Personal information
- Born: April 19, 1999 (age 27) Lebanon, Tennessee, U.S.
- Listed height: 6 ft 3 in (1.91 m)
- Listed weight: 212 lb (96 kg)

Career information
- High school: Wilson Central (Lebanon)
- College: UT Martin (2017–2022)
- NFL draft: 2023: 7th round, 228th overall pick

Career history
- Tennessee Titans (2023–2024); Baltimore Ravens (2025)*; San Francisco 49ers (2026)*; Pittsburgh Steelers (2026)*;
- * Offseason or practice squad member only

Career NFL statistics as of 2024
- Receptions: 1
- Receiving yards: 3
- Receiving touchdowns: 0
- Stats at Pro Football Reference

= Colton Dowell =

American football player (born 1999)

Colton Davis Dowell (born April 19, 1999) is an American professional football wide receiver. He played college football for the UT Martin Skyhawks and was selected by the Tennessee Titans in the seventh round of the 2023 NFL draft.

==Early life==
Dowell was born on April 19, 1999, in Lebanon, Tennessee, and grew up there. He attended Wilson Central High School in Lebanon and as a senior helped them go 8–3 while posting 799 receiving yards off 44 receptions with five touchdowns. Dowell was a two-star recruit and received offers from numerous NCAA Division I Football Championship Subdivision teams, as well as two Football Bowl Subdivision teams. He initially committed to play for the Chattanooga Mocs, before later switching to the UT Martin Skyhawks.

==College career==
As a true freshman at UT Martin in 2017, Dowell redshirted. The following year, he appeared in 11 games and recorded 10 catches for 138 yards with three touchdowns. In 2019, Dowell appeared in 12 games, started 10, and posted 765 receiving yards, second-best on the team, off of 38 receptions with four touchdowns. He was named to the HERO Sports sophomore All-America team and was named second-team all-conference.

In the spring 2021 season, postponed from 2020 due to the COVID-19 pandemic, Dowell started all seven games and recorded 40 receptions for 459 yards and four touchdowns, being named first-team All-Ohio Valley Conference (OVC). Despite only appearing in six games in the fall 2021 season due to an injury, he was able to make 22 catches for 398 yards with two touchdowns, earning another all-conference selection. In his final year, Dowell totaled 67 receptions for 1,036 yards with six touchdowns, being a first-team all-conference choice. He finished his stint at UT Martin as their all-time leader in receiving yards, 2,796, while additionally tallying 177 receptions and 19 scores.

==Professional career==

Pre-draft measurables
| Height | Weight | Arm length | Hand span | Wingspan | 40-yard dash | 10-yard split | 20-yard split | 20-yard shuttle | Three-cone drill | Vertical jump | Broad jump | Bench press |
| 6 ft 2+7⁄8 in (1.90 m) | 212 lb (96 kg) | 32 in (0.81 m) | 9+1⁄4 in (0.23 m) | 6 ft 4+3⁄4 in (1.95 m) | 4.44 s | 1.56 s | 2.64 s | 4.17 s | 7.07 s | 41.5 in (1.05 m) | 11 ft 1 in (3.38 m) | 23 reps |
All values from Pro Day

===Tennessee Titans===
Dowell was selected in the seventh round (228th overall) of the 2023 NFL draft by the Tennessee Titans. He made the team's final roster and saw his first playing time in a Week 4 win over the Cincinnati Bengals. In week 17 against the Houston Texans, Dowell suffered a torn ACL and meniscus, ending his season.

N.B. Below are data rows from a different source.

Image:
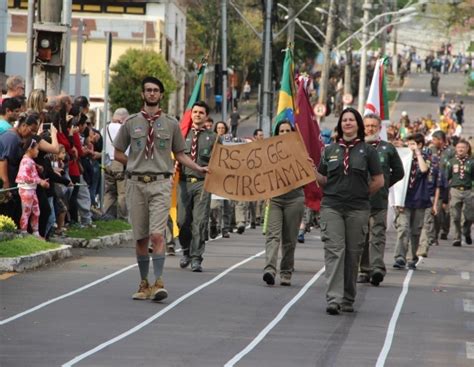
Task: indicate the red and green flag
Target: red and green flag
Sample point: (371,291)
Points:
(286,102)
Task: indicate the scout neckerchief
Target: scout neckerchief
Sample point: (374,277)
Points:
(347,145)
(414,169)
(150,141)
(194,142)
(462,166)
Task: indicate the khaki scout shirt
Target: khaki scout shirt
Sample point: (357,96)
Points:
(206,141)
(453,169)
(348,191)
(133,133)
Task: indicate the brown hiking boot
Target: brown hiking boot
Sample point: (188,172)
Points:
(144,291)
(158,291)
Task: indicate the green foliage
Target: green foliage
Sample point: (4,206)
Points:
(7,224)
(22,246)
(103,228)
(129,71)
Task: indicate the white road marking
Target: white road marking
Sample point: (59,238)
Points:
(274,322)
(468,305)
(158,314)
(393,322)
(44,304)
(469,350)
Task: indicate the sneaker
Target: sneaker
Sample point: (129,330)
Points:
(158,291)
(333,309)
(300,238)
(376,278)
(399,264)
(269,278)
(184,262)
(345,307)
(285,280)
(468,239)
(144,291)
(363,278)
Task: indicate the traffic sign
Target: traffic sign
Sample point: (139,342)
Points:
(347,98)
(320,109)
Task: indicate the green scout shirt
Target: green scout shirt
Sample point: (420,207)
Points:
(348,191)
(393,172)
(133,133)
(206,141)
(453,170)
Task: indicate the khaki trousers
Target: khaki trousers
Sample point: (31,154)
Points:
(343,233)
(284,219)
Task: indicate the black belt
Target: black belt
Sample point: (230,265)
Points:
(462,188)
(192,179)
(148,178)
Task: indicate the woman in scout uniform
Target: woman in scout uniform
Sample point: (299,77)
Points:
(284,218)
(344,173)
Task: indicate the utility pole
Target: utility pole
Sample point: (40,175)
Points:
(77,83)
(348,67)
(291,27)
(323,87)
(267,61)
(363,58)
(224,58)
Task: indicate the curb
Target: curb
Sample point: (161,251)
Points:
(28,262)
(100,242)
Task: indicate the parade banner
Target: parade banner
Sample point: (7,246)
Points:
(259,170)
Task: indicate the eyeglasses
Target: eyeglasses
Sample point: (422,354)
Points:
(152,90)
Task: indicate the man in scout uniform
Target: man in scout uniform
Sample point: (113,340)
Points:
(151,136)
(193,202)
(460,174)
(372,266)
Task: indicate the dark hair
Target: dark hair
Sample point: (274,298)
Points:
(152,79)
(360,123)
(10,104)
(221,122)
(439,134)
(201,104)
(256,131)
(277,126)
(418,138)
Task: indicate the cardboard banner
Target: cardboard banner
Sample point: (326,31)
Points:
(259,170)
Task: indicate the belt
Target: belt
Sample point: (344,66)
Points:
(192,179)
(148,178)
(461,188)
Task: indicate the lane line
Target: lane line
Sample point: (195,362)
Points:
(275,321)
(158,314)
(393,322)
(469,350)
(44,304)
(98,281)
(468,305)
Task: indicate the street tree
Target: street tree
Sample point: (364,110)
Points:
(129,71)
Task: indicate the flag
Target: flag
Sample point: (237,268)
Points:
(186,121)
(377,101)
(307,125)
(286,102)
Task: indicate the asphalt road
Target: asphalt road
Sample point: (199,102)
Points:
(228,316)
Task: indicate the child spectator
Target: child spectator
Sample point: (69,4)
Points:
(27,180)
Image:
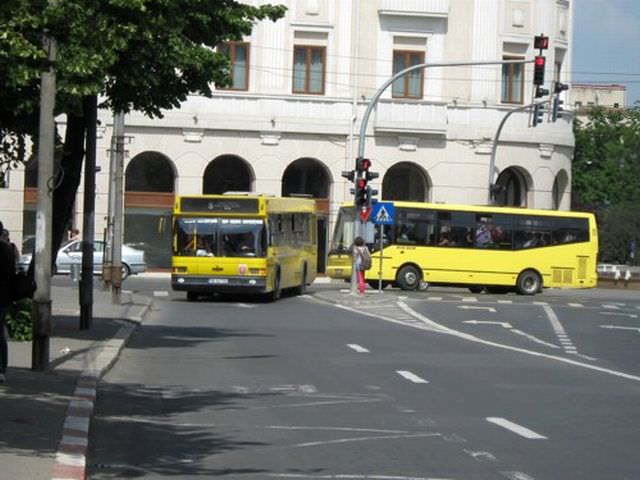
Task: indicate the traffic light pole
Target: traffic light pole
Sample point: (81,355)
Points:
(358,223)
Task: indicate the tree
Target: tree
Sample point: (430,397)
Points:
(606,178)
(144,55)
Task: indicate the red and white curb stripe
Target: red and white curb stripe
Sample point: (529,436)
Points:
(71,460)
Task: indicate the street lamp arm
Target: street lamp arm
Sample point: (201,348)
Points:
(376,97)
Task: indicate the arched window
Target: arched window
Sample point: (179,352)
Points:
(405,181)
(227,173)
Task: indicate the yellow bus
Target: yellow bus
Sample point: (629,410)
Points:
(243,243)
(494,248)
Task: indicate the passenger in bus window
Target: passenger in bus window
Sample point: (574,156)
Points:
(245,245)
(203,249)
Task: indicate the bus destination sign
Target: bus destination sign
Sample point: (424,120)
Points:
(220,205)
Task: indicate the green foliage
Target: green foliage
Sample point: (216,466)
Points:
(144,55)
(18,321)
(606,178)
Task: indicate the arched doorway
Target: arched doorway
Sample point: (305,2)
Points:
(149,195)
(227,173)
(560,184)
(405,181)
(308,176)
(513,188)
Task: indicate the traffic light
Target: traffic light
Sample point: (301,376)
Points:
(541,92)
(538,113)
(349,174)
(560,87)
(538,70)
(540,42)
(557,109)
(361,193)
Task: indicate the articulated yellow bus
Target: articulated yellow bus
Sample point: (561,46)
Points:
(237,243)
(496,248)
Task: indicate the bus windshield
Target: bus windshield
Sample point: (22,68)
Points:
(220,237)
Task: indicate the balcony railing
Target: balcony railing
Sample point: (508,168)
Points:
(423,8)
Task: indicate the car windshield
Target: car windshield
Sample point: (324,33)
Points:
(220,237)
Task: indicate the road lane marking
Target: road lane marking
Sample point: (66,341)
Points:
(630,315)
(559,330)
(488,322)
(469,307)
(412,377)
(533,338)
(428,325)
(357,348)
(515,428)
(616,327)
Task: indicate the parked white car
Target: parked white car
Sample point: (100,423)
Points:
(71,254)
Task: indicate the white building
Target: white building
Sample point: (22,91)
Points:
(290,123)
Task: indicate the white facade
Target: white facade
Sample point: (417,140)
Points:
(441,142)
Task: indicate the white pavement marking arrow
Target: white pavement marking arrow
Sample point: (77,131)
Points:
(616,327)
(515,428)
(412,377)
(469,307)
(357,348)
(485,322)
(620,314)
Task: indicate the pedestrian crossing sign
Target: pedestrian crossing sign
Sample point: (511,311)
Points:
(382,213)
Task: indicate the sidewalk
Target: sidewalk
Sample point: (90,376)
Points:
(44,416)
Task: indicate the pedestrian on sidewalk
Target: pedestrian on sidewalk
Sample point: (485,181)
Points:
(7,272)
(362,262)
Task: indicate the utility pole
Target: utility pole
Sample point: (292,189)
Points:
(41,310)
(118,208)
(90,105)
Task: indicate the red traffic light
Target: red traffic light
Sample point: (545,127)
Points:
(541,42)
(538,70)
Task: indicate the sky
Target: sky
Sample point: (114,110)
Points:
(606,44)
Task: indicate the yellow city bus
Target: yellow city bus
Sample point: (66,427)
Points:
(496,248)
(243,243)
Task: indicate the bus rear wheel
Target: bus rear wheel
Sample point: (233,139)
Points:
(409,278)
(529,283)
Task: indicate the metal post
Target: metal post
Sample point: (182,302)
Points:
(118,208)
(88,218)
(41,310)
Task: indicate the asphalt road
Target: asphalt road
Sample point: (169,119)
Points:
(441,384)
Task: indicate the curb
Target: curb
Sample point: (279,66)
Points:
(71,458)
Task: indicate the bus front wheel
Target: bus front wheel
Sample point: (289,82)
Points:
(529,283)
(409,278)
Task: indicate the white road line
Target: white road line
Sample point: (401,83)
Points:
(487,322)
(533,339)
(515,428)
(412,377)
(429,325)
(357,348)
(616,327)
(630,315)
(469,307)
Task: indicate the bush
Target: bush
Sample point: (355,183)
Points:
(18,321)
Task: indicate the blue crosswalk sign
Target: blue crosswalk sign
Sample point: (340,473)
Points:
(382,213)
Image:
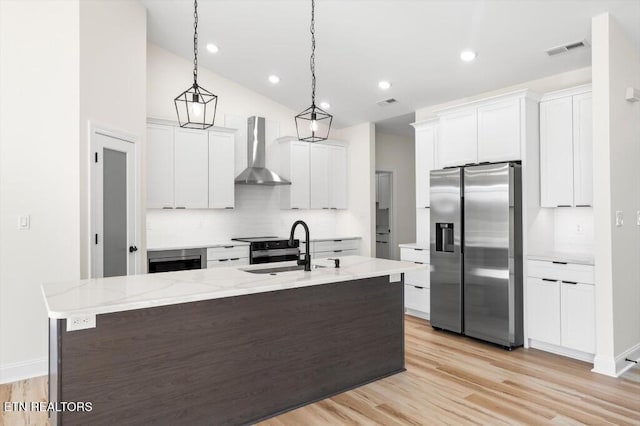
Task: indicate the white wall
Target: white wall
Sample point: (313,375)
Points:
(85,62)
(616,148)
(257,210)
(39,172)
(360,218)
(113,46)
(397,154)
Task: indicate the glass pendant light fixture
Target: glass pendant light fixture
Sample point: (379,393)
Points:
(313,124)
(196,106)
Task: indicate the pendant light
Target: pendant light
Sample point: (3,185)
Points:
(196,106)
(313,124)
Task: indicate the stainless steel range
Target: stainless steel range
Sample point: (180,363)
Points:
(271,249)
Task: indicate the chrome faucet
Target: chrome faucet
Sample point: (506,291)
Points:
(307,257)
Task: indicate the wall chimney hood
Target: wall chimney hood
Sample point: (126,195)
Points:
(256,173)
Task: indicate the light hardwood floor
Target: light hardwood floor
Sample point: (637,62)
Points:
(449,380)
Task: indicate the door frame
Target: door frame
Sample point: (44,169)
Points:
(125,137)
(392,208)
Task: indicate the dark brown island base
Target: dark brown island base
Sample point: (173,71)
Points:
(228,361)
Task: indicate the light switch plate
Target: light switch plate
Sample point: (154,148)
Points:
(24,222)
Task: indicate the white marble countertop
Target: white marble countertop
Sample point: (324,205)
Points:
(414,246)
(116,294)
(558,256)
(197,245)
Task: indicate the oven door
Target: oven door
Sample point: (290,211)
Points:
(274,255)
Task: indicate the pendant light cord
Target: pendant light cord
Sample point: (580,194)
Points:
(313,53)
(195,43)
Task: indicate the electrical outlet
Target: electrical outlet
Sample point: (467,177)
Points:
(81,322)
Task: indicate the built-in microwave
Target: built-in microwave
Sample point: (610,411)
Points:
(176,260)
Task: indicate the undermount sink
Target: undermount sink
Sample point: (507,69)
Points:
(277,270)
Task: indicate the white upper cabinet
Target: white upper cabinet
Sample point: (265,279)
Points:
(383,190)
(191,169)
(425,146)
(556,153)
(338,176)
(319,177)
(294,166)
(458,141)
(582,150)
(489,130)
(159,167)
(566,159)
(499,131)
(221,170)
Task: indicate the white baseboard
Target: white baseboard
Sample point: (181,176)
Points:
(561,350)
(419,314)
(23,370)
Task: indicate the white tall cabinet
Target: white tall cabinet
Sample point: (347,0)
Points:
(159,167)
(221,170)
(191,157)
(566,158)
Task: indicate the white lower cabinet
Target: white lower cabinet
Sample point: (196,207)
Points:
(561,310)
(417,291)
(578,316)
(228,255)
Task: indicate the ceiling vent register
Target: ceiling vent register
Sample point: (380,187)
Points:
(567,47)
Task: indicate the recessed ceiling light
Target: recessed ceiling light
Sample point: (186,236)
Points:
(467,55)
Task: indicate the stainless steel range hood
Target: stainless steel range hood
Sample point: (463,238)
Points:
(256,173)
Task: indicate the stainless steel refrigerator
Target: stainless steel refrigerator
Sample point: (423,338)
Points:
(476,252)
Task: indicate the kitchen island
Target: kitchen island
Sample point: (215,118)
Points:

Dowell was placed on the reserve/PUP list at the start of the 2024 season due to his knee injury, and did not play for the year.

On July 25, 2025, Dowell was waived by the Titans.

===Baltimore Ravens===
On October 20, 2025, Dowell was signed to the Baltimore Ravens' practice squad, but was released by the team five days later.

=== San Francisco 49ers ===
Dowell signed a reserve/future contract with the San Francisco 49ers on January 14, 2026. He was waived by San Francisco on August 6.

===Pittsburgh Steelers===
On August 7, 2026, Dowell was claimed off waivers by the Pittsburgh Steelers, but was waived two days later.